ATLANTA — As a nation, the United States of America is, by definition, a federal constitutional republic -- one that combines a central or overall governmental body with regional states governed directly by the people as enumerated by a written constitutional document.
The president of the United States is elected every four years by way of a process established in the United States Constitution -- the Electoral College.
When citizens cast their votes for president and vice president, they are, in actuality, voting for electors, who, in turn, make the final selection as part of a body called the Electoral College.
In Article II, Section 1, Clause 2 of the Constitution, a requirement was established for each state legislature to determine how those electors were to be chosen. In addition, the same clause disqualified any person who holds a federal office from being a member of the Electoral College.
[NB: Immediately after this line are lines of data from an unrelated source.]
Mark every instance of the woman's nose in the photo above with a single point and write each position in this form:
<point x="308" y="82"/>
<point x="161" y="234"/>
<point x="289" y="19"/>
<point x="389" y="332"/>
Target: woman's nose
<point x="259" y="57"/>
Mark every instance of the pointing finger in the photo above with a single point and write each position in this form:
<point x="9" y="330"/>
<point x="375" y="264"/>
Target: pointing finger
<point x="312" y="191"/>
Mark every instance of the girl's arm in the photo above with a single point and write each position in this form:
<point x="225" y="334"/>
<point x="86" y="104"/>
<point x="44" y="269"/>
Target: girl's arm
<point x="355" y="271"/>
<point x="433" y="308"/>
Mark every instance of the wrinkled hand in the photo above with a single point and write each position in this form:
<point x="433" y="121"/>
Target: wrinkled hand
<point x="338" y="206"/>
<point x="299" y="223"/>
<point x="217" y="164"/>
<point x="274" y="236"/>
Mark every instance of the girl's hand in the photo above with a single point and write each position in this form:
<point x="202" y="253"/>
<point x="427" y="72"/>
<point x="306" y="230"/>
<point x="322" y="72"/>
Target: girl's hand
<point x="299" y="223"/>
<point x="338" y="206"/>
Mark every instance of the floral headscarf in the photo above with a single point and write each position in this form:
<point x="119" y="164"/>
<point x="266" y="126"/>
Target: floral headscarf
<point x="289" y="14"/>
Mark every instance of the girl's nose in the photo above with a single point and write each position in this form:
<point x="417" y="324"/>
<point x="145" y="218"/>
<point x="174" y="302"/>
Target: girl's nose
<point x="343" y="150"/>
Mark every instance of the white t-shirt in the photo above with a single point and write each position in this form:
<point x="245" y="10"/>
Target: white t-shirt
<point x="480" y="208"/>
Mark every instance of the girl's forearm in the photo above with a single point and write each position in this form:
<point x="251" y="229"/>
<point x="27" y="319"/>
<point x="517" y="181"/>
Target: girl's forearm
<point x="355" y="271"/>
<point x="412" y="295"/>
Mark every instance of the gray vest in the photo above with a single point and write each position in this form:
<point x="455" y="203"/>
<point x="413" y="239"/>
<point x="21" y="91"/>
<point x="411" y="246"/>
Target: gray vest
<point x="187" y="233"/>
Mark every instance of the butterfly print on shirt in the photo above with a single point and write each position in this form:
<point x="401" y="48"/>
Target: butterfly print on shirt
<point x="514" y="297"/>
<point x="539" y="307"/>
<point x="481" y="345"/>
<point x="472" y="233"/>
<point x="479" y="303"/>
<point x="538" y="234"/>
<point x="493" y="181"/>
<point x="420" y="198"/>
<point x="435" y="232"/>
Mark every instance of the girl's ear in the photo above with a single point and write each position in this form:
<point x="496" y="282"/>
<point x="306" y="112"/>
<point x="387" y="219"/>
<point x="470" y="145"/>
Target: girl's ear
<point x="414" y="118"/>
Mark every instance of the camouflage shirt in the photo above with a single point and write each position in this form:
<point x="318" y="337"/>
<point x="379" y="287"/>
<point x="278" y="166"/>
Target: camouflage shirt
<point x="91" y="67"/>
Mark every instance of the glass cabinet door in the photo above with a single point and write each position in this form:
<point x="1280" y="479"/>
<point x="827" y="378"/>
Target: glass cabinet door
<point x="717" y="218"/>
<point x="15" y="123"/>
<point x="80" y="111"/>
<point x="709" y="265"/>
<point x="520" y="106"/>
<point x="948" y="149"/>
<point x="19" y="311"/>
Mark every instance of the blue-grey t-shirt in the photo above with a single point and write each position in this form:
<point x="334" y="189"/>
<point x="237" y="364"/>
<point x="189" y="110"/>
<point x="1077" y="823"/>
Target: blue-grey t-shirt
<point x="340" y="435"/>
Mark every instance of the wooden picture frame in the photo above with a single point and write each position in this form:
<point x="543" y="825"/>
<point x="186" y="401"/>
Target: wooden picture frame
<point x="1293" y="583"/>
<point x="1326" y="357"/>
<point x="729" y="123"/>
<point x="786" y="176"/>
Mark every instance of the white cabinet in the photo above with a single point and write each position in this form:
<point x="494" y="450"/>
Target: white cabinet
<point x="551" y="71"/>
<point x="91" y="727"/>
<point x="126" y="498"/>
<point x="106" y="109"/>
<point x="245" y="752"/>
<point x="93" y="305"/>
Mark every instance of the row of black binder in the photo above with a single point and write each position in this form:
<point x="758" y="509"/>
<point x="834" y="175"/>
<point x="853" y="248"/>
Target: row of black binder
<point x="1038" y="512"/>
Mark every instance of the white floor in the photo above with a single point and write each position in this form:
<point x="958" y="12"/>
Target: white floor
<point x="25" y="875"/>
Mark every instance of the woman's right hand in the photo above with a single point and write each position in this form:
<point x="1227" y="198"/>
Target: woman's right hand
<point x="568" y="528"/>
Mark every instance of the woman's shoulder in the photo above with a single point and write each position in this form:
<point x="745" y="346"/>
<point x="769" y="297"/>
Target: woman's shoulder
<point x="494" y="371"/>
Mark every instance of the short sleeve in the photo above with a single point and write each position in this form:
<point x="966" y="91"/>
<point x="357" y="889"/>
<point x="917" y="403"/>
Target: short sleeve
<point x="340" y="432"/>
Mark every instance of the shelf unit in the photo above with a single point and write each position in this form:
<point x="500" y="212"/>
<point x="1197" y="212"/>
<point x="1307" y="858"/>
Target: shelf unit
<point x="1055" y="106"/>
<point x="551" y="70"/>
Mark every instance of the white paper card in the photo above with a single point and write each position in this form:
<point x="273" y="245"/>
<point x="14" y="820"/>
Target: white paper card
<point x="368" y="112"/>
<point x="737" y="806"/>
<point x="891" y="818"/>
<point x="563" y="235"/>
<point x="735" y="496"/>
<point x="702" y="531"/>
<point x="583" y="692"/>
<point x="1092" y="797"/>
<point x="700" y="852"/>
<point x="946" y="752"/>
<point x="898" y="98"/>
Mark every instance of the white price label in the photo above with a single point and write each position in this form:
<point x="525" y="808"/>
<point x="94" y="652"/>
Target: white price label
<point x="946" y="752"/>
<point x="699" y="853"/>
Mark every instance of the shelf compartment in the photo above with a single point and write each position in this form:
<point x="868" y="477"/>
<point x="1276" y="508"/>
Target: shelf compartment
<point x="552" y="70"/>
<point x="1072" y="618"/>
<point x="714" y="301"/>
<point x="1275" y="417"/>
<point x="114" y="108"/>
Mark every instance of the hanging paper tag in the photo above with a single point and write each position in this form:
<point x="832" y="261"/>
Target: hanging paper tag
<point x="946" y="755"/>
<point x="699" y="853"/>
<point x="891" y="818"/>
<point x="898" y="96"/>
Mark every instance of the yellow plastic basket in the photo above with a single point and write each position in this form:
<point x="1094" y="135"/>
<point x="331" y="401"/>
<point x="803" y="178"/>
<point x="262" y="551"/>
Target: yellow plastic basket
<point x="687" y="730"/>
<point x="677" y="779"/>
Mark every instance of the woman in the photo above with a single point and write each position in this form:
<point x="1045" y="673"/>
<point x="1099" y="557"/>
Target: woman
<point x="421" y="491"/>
"Each State shall appoint, in such Manner as the Legislature thereof may direct, a Number of Electors, equal to the whole Number of Senators and Representatives to which the State may be entitled in the Congress: but no Senator or Representative, or Person holding an Office of Trust or Profit under the United States, shall be appointed an Elector."
Modifications to the Electoral College were made in the 12th Amendment, which does two things: it requires each elector to vote separately for the presidential and vice-presidential candidate, and it suggests that the presidential and vice-presidential nominee should be from different states.
An additional modification was made in the 23rd Amendment, which provided electors for the District of Columbia, allowing its citizens to participate in presidential elections.
The number of current members of the Electoral College -- 538 -- is determined by the total number of US Senators, members of the US House of Representatives, plus three additional members -- representing Washington, DC.
As a result, the number of Electoral College members -- or Electoral Votes -- each state has is determined by the size of its own congressional delegation. The number of a state's Electoral Votes may be changed following the Census every ten years, in accordance to any change in the size of that state's congressional delegation.
For example, in 2020, Georgia has 16 Electoral Votes -- this is based on the 14 members of US House, plus the two US Senators in the Peach State's delegation.
To win the presidency, a candidate must receive one vote more than half of the Electoral Votes available -- or 270.
Following Election Day, by federal law (3 U.S.C. § 5), all state recounts and court contests over presidential election results must be resolved by Dec. 8. This is in order to meet the legally-mandated Meeting of the Electors. This year, that meeting must occur on Dec.14.
On that date, the electors will meet in each state and cast their ballots for president and vice president.
Following this action, the ballots must be sent to the President of the United States Senate -- who, at this point, is Vice President Mike Pence. Pence must receive these from each of the states by Dec. 23.
On Jan. 6, 2021, the United States Congress meets in joint session for the formal counting of the Electoral Votes.
In the majority of the states and the District of Columbia, a winner-take-all system is used -- which means that when a candidate has won the popular vote in that state, the state's electors will follow suit and cast their votes for that candidate for president.
In two states -- Nebraska and Maine -- the Electoral Votes are split. One Electoral Vote is awarded to the candidate who wins the popular vote in each congressional district, while the remaining two votes go to the candidate winning the statewide popular vote.
Complaints have emerged over the years but have become far more vocal in the years since the 2000 Bush v. Gore presidential election regarding the Electoral College and whether or not it effectively represents the will and voice of the American people.
To abolish the Electoral College and shift the method of electing the president of the United States to a popular vote would require an amendment to the United States Constitution.
Such an amendment may be made through one of two methods:
- A constitutional amendment proposed by either house of Congress and passed by a two-thirds majority in both the House and Senate would then have to be ratified by three-fourths -- or 38 -- of the 50 states.
- A constitutional convention may be called for by two-thirds -- or 33 of the state legislatures.
An important note: None of the amendments to the Constitution have ever been proposed by a Constitutional Convention.
In either event, the president would not have a hand in amending the Constitution, since the resolution involved does not go to the White House for a presidential signature or approval.
The resolution would go to each of the states, and once 38 of their legislatures indicate their approval, the Constitution would be considered to have been amended.